Arts & Culture

Meet This Artist: Fiber Artist Tanja Lipinski Cole

by Rachel Flanagan, Chatham Arts Council

For some, knowing how to sew is a necessity when you’ve lost a button or hit a snag on your sleeve. But for Tanja Lipinski Cole, sewing and quilting has always been a therapeutic art form, although her artistry is not confined to the fiber arts.

CAC: Tell me about yourself. 

Most people know me for sewing things, but I also paint, draw, and I’m an illustrator by trade. My degree is actually a BFA in Medical Illustration. I was also a massage therapist, a birth doula, and health and wellness consultant for a few years while my children were very young. The two things I’ve always done at every stage in my life are fitness (and health-related things) and art. They both keep me balanced, but they don’t necessarily pay the bills during a pandemic, that is for sure.

I do everything from dress alterations to making strange but useful things that you wouldn’t really think of, like roll-up cases for makeup brushes. I started making colored pencil and crayon roll-up cases too, because I was tired of seeing my kids’ pencils and crayons roll around everywhere.

I also enjoy giving back to the community. Bonny, my friend and business partner, and I have helped make and collect quilts for the local hospice, showed people how to make pillowcases to go to the kids at UNC Children’s Hospital, as well as baby quilts for the NICU, and quilted kennel comforters for the pets at the local animal shelter. We’ve collected donated wedding dresses to be made into angel gowns for the babies who didn’t survive birth at local hospitals. I’ve also made and donated key wrist lanyards to Chatham Habitat for Humanity to give to new homeowners that are adorned with cute little house fabric. Around the holidays, I try to give anything left from my stash to kids in need in the county. We really do enjoy giving back. It’s part of my being.
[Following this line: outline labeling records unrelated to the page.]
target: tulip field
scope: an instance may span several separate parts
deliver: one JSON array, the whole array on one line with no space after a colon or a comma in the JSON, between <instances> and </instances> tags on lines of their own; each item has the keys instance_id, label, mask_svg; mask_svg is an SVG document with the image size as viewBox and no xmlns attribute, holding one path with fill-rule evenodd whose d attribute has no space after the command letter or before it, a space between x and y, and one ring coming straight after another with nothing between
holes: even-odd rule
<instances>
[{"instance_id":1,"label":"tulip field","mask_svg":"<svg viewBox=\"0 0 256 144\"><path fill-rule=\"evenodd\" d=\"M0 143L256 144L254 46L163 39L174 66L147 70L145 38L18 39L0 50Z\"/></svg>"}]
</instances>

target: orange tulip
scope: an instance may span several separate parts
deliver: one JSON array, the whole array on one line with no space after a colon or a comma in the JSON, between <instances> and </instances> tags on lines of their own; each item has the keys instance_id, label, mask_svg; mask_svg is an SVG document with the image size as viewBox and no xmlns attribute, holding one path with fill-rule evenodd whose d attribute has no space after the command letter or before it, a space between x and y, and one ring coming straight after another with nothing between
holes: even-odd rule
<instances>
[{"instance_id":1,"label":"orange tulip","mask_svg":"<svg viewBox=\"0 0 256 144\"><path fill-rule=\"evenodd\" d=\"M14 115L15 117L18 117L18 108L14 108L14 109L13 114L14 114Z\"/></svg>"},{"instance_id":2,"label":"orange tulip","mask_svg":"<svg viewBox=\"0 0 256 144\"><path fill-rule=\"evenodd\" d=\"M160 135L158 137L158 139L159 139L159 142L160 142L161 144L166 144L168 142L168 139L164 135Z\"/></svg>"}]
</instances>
CAC: How did you get into quilting? 

When I first learned how to sew, I learned how to follow a pattern and how to make little things. I was creative with my art, but I wasn’t necessarily creative with sewing because I felt like you had to follow the pattern to get the same results. I didn’t get creative with quilting until college. But when I was there, I hid sewing because it was considered an old-fashioned thing. If I didn’t go out at night, I was unveiling my sewing machine and doing little projects. But it wasn’t until I worked for Rodale that I really started quilting. In that environment it was a valued thing, and I enjoyed being open with my love of it.

I was one of two young people fresh out of college who knew how to lay out books and magazines on a computer. So while I was laying out the quilting books, I was reading what I was putting on the screen. Between the pictures and the words, I was learning the basics of quilting, by just doing my job. The company offered a free lunch-and-learn where you could go and learn how to quilt. There were all these very dignified editors carrying their little baskets with really high-end supplies. I just showed up one day, and they taught me how to quilt.

CAC: When you started making masks, had you ever made one before? 

No, but I saw that there was a need, and all these people were throwing all of these patterns out there. But instead of jumping in right away, I took some time to do research on the best masks, designs, material, and how many layers were needed. I came up with a few, but my favorite was the batik one. Batik is so beautiful; it looks like someone has done a painting on a fabric. It’s more expensive 

than other fabrics, but it’s a very tightly woven yet breathable fabric, so it’s great for masks. I’ve made close to a thousand masks since April.

CAC: How does your love for art and your love for fitness intersect? 

When it comes to these two hats, they need to be somewhat balanced. I find I need both fitness and art in my life to feel whole, healthy, and balanced. My family likes me the best when I have them both in my daily life.